I don't approve of the CC system, much prefering CCC. Last year there was a survey by CC and I know many of us contributed to it, but nothing seems to have changed (although one newsletter did say they were getting tougher on no-shows).

However, I have to admit to cancelling more than one CC booking on the day I was due to arrive! I sometimes use the MH for consultancy trips, and I have been rung up at lunchtime to be told "you're not needed". I still expect to be paid my travelling costs, but I change my destination to somewhere I WANT to go (in the vicinity of my current location at the time) rather than somewhere I NEED to go (with perhaps another 200 miles round trip).

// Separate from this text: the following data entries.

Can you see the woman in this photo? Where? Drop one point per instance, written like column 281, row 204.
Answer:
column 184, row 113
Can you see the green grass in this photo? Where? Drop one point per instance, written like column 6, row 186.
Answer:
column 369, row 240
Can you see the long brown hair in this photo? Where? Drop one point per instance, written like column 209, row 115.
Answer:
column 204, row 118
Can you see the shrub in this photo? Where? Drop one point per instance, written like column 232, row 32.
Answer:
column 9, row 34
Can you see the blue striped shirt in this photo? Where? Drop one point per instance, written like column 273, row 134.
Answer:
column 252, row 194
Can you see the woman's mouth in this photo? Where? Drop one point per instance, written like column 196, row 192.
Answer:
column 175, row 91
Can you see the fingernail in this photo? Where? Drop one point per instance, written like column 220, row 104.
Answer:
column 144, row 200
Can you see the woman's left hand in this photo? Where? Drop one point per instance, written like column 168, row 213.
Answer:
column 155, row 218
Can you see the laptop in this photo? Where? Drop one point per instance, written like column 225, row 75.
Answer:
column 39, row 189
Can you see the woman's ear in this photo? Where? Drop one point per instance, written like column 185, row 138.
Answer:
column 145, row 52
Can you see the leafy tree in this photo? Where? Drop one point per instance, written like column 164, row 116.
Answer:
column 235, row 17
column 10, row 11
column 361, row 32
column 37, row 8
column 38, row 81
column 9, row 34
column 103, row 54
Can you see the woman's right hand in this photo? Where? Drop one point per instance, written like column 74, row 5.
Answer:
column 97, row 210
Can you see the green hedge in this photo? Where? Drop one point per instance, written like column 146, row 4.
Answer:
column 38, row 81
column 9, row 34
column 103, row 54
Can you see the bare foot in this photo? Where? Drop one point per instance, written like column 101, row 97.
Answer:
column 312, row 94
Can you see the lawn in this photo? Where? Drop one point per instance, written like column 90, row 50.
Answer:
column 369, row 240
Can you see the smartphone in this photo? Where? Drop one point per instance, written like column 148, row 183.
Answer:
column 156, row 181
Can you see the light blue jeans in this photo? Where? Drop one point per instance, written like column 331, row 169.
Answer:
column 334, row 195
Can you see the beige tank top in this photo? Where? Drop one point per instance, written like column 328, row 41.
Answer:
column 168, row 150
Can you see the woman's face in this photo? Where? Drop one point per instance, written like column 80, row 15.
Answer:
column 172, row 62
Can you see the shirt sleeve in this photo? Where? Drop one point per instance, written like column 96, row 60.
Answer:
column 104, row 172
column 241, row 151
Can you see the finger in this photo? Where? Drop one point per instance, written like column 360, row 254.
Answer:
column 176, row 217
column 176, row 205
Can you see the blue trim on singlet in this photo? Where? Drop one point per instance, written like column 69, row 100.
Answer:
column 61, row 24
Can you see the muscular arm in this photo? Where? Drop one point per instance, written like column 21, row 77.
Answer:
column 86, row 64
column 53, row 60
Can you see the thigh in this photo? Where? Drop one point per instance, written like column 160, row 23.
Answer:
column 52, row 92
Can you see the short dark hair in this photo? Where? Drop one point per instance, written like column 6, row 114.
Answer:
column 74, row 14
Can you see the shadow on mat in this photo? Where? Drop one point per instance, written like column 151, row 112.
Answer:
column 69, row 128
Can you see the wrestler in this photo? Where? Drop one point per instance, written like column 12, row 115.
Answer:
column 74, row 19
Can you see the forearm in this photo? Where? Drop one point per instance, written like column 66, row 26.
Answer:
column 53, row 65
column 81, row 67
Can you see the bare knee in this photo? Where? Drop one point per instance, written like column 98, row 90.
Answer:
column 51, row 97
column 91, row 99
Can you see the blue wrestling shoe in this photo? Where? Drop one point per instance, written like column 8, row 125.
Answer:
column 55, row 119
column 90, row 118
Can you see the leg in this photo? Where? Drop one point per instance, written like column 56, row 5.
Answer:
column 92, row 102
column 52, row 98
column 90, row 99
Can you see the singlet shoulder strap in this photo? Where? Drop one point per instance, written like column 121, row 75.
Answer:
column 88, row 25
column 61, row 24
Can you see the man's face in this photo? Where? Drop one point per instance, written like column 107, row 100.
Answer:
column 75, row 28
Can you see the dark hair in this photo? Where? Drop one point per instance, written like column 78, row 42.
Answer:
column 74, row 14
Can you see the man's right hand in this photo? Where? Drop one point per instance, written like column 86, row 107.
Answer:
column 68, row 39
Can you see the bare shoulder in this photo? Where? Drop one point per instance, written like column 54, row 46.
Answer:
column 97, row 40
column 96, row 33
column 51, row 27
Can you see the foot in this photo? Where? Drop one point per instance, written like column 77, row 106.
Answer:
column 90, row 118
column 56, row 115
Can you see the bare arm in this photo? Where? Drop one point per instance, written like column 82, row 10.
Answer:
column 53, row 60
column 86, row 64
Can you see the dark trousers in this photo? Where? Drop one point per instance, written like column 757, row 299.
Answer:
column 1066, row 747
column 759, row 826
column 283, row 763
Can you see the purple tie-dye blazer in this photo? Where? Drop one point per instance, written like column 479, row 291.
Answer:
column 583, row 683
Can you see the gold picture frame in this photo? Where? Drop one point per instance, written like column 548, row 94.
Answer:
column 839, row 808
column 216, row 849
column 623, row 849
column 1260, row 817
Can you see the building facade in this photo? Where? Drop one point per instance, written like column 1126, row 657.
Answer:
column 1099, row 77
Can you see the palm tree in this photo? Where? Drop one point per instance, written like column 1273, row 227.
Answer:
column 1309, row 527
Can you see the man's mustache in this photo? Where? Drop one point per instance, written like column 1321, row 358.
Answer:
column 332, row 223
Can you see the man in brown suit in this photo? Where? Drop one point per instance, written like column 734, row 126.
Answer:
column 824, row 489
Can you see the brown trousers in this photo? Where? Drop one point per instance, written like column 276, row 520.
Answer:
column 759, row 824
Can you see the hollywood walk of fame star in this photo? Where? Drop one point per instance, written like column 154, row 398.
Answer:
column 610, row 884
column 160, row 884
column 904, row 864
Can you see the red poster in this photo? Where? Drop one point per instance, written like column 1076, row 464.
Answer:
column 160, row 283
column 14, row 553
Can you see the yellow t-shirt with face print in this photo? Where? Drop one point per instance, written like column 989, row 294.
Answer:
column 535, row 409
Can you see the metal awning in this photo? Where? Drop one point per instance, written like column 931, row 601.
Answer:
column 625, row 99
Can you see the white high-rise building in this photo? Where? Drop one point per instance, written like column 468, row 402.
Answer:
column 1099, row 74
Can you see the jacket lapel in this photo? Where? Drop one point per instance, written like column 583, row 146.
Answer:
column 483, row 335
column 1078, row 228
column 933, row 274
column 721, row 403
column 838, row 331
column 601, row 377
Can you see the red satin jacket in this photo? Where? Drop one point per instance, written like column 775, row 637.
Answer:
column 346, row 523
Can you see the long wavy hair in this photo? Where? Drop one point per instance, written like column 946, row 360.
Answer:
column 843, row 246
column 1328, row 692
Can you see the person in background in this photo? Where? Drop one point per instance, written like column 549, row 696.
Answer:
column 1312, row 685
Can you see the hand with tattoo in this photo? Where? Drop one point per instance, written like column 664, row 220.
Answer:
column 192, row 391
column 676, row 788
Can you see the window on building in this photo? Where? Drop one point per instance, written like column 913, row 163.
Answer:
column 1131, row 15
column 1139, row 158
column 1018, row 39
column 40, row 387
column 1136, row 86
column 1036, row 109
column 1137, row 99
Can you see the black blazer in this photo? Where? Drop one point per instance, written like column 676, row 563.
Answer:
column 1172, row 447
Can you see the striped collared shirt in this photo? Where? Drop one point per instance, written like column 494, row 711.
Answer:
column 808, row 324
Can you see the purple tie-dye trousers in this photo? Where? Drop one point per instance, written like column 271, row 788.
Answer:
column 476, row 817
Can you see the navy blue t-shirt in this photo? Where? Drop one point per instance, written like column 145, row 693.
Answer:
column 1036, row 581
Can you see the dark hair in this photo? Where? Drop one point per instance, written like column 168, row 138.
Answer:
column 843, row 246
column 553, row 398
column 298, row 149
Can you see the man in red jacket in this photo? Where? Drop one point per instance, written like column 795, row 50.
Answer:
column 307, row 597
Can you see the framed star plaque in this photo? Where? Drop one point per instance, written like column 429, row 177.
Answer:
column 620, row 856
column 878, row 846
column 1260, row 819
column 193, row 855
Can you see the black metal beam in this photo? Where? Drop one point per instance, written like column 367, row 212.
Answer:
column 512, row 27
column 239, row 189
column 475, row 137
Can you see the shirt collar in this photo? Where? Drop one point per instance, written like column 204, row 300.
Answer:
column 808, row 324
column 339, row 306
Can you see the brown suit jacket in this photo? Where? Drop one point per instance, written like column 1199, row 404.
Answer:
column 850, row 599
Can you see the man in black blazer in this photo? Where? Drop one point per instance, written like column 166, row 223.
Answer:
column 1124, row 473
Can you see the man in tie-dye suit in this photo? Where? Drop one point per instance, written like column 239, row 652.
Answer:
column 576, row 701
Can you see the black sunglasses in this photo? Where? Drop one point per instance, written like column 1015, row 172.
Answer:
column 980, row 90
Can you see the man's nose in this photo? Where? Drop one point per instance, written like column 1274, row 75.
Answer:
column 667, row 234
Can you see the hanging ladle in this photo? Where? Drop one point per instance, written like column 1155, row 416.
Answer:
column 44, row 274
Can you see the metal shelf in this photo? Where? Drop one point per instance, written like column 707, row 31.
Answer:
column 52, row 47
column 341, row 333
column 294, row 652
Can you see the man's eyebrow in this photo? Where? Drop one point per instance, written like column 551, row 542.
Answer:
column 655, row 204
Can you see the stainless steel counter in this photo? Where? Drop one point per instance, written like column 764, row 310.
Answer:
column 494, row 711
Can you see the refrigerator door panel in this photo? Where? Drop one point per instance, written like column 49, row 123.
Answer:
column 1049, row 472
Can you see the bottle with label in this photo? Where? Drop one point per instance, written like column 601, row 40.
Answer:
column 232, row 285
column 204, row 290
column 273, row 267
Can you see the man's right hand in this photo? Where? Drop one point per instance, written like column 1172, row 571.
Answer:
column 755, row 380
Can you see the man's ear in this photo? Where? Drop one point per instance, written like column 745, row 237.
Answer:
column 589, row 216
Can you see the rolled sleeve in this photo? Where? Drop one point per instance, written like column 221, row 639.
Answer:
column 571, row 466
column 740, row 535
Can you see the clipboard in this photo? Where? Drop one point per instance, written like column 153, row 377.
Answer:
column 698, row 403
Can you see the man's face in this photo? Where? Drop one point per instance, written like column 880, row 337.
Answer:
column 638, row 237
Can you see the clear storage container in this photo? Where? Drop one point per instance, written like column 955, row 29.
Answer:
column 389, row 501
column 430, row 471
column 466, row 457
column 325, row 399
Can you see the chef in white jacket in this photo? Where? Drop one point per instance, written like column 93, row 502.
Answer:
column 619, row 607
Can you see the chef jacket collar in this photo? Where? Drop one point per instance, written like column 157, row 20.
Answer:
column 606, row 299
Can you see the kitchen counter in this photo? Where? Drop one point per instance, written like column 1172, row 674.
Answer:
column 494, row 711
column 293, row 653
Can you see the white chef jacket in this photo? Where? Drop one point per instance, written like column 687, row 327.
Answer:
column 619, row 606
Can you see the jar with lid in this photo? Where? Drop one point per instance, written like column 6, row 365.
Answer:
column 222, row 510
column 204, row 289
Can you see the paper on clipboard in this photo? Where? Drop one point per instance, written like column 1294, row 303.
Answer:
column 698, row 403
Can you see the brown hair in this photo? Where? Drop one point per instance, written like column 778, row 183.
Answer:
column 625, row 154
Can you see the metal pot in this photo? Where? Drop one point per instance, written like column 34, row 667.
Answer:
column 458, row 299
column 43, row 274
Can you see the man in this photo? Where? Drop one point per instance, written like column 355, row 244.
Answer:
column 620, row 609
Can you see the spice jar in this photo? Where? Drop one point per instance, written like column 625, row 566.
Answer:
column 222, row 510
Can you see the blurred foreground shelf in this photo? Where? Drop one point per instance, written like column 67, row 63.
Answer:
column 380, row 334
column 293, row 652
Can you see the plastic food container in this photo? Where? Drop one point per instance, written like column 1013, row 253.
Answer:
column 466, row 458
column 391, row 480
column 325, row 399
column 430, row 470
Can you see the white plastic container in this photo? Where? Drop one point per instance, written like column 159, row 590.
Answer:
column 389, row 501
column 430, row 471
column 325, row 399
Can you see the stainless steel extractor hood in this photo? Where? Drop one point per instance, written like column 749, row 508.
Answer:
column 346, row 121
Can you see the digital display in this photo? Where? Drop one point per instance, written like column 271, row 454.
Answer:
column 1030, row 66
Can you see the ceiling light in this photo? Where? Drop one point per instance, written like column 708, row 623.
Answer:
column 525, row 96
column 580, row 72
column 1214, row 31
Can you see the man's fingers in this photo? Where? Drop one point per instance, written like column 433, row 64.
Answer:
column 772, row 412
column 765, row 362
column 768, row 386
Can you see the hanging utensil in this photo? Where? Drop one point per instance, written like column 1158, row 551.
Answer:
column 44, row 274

Would that count as a "reasonable" excuse, or should I lose my deposit (if one was charged)?

Life is never straightforward - Gordon


----------



## nipperdin

Due to Rosie taking longer to recover from an operation than anticipated I have had to cancel some C & CC bookings.
As I cancelled with more than 7 days notice all of my deposits were refunded.

My son wanted to book for the CC site at Burford recently for the half term break.
The computer said no room but he rang up and got in.
He said that, in fact, there was plenty of room on the site when he got there


----------



## brianamelia

H1-GBV said:


> I don't approve of the CC system, much prefering CCC. Last year there was a survey by CC and I know many of us contributed to it, but nothing seems to have changed (although one newsletter did say they were getting tougher on no-shows).
> 
> However, I have to admit to cancelling more than one CC booking on the day I was due to arrive! I sometimes use the MH for consultancy trips, and I have been rung up at lunchtime to be told "you're not needed". I still expect to be paid my travelling costs, but I change my destination to somewhere I WANT to go (in the vicinity of my current location at the time) rather than somewhere I NEED to go (with perhaps another 200 miles round trip). Would that count as a "reasonable" excuse, or should I lose my deposit (if one was charged)?
> 
> Life is never straightforward - Gordon


I think this is one the reason that people are calling for the changes as there is nothing to stop anybody cancelling at the last minute. I would have to say that If a deposit system was in place as with the CCC was in place you would and should lose your deposit.
Bri


----------



## DJMotorhomer

*Re: Deposit*



Rapide561 said:


> Hi
> 
> I like the CCC system - £25 deposit - that is ok. However, for a costly booking, the deposit is 25%, so for a longer stay, this deposit can be a chunky amount.
> 
> There are no refunds of the deposit if cancelled within a certain time - I fully agree with this. If you book a Thomas Cook holiday and cancel...etc etc.
> 
> I would like to see the CC taking a £25 deposit per booking with similar terms and conditions to the CCC.
> 
> I am sure there are CC members who book a load of sites when the pitches are put on sale as there is no initial cost. If these people have to pay a deposit for each booking, I suspect availability would appear! Have you tried to get in to Rowntree Park?
> 
> Russell


I totally agree that the CC should adopt the C&CC procedure a £25 deposit per booking, refundable if cancelled 7 days or more before arrival. Then all CC site would not be booked up so quickly, people would have to plan trheir booking not simply blocked book. :x


----------



## brianamelia

*reply*

The last time I stayed at a CC club site the warden told me that of 1.1million bookings made 20% were cancelled though the majority rebooked but he didnt have the exact figures.He said the new computor system give them this info which was discussed at the wardens meeting.He also said he didnt like the current system because of this but it didnt effect him as most nights they were full and most bookings were on the internet
Bri


----------



## Rapide561

*Pitches*

Dave (Zeb)

I would not like to see a maximum number of bookings though. Many fulltimers book 12 months ahead, but, fulltimers' bookings are usually "stable" - ie they say they are coming, they come, come hell, high water or blizzard.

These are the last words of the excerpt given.